Hi all. Here are some additional highlights from the latest Commitments of Traders report issued last Friday, Nov. 30:

- Overall, a happy picture for the seasonal equities trade seems to be forming from around here into the New Year. Happily, COTs Timer appears to have managed to convince "Helicopter" Ben to lower the Fed Funds rate, after some initial noises that he didn't want to play helicopter any more. You're welcome, world.

- As I mentioned Friday, my COTs U.S. Equity Composite Index is giving a second renewed bullish signal. And the "smart money" commercial traders in Dow Jones industrials futures and options are now also supremely bullish, giving my setup for this market a renewed bullish signal. Their net position is 50 percent above the signal line I use for this setup. Meaning: they're looking positively Christmasy.

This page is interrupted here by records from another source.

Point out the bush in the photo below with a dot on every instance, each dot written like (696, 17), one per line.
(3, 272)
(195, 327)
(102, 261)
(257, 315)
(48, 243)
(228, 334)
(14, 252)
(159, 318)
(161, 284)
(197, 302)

- At the same time, the "dumb money" large speculators are really quite gloomy about the Russell 2000, judging by their rapidly growing net short position as a percentage of the total open interest. Their net position has fallen to 2.1 standard deviations below its 23-week moving average, triggering a renewed bullish signal for this setup.

- Could the high-flying Canadian dollar soon be due for a bounce? Even before it started correcting at the beginning of November, the "dumb money" large speculators were already cutting back on their all-time-high net long futures position (which peaked in early October). They've steadily reduced their net long position until it now stands just a hair above a new bullish signal.

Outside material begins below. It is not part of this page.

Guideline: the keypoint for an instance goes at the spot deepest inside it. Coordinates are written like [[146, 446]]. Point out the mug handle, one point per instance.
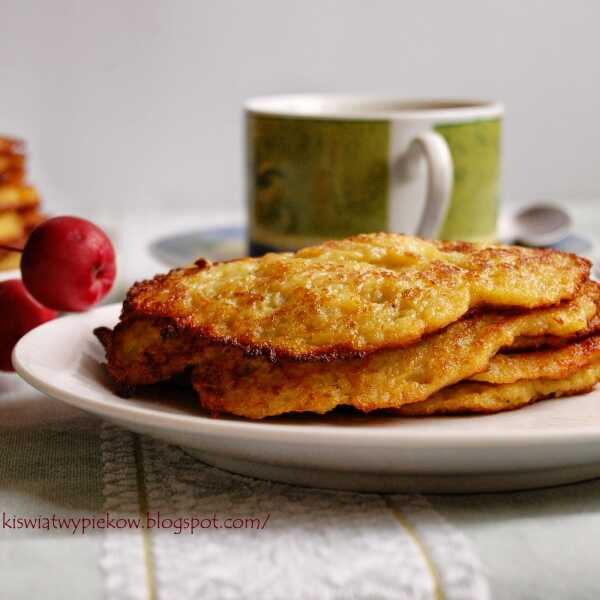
[[439, 181]]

- Similar situation for copper. Here, the large specs are building a large net short position, just as copper prices have collapsed. How do these guys stay in business? Not quite enough to flip this setup to bullish, but getting steadily closer.

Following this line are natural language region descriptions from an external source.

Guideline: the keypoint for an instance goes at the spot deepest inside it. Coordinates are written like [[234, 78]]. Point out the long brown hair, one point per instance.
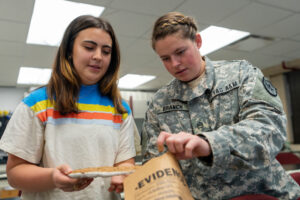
[[171, 23], [64, 84]]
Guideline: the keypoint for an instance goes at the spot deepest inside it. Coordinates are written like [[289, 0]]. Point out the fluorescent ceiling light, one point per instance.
[[130, 81], [214, 38], [50, 18], [33, 76]]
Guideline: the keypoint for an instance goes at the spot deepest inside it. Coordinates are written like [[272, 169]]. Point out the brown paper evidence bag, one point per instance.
[[159, 179]]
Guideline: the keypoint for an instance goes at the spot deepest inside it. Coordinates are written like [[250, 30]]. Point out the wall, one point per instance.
[[139, 101], [10, 97], [279, 82]]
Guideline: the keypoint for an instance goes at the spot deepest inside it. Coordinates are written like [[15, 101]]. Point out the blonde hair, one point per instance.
[[171, 23]]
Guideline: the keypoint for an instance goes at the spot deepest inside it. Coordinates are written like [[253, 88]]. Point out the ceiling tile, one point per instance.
[[13, 31], [16, 10], [293, 5], [153, 7], [212, 11], [11, 48], [129, 23], [254, 17], [280, 48], [287, 27]]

- My COTs Agriculture Composite Index has fallen back to a less-than-stellar 0.37 reading, down from last week's 0.90, which had triggered a renewed bullish signal for this setup (which gives me signals for the DBA PowerShares Agriculture Fund).

- Sugar is looking sweet. (Yeah, I know, that's lame.) The commercial traders have suddenly shortened their net short position to a historically low figure, flipping my sugar setup to bullish.

Good luck this week. I'll be traveling for the next two weeks, so my next COTs update won't come Friday afternoon as usual, but more likely sometime over the weekend. But since this COTs stuff is so low-maintenance (see "How It Works: My 10-Minute Workweek" in the Navigation bar), my reports should continue more or less on schedule while I'm visiting with Mickey Mouse.


woyo said...


I am curious as to your sugar setup claiming a bullish signal right now.

You stated that the commercials have reduced their short position to a historic low, but as of the week of the signal - the commercials had 510,389 contracts short.

Looking at the past year this figure for Sugar #11, is well above the average for the rest of the year.

For the past 6 months, the commercials had around 450K short contracts on average and before that it was even less.

Note: I am just looking at Futures data, and not Futures and Options data.

Alex Roslin said...

Hi Woyo,

Thanks for your question. My sugar setup is based on the combined futures and options data, which is a different dataset than the futures-only set. Also, I use the net percentage of open interest position, not the number of contracts. These are the key differences.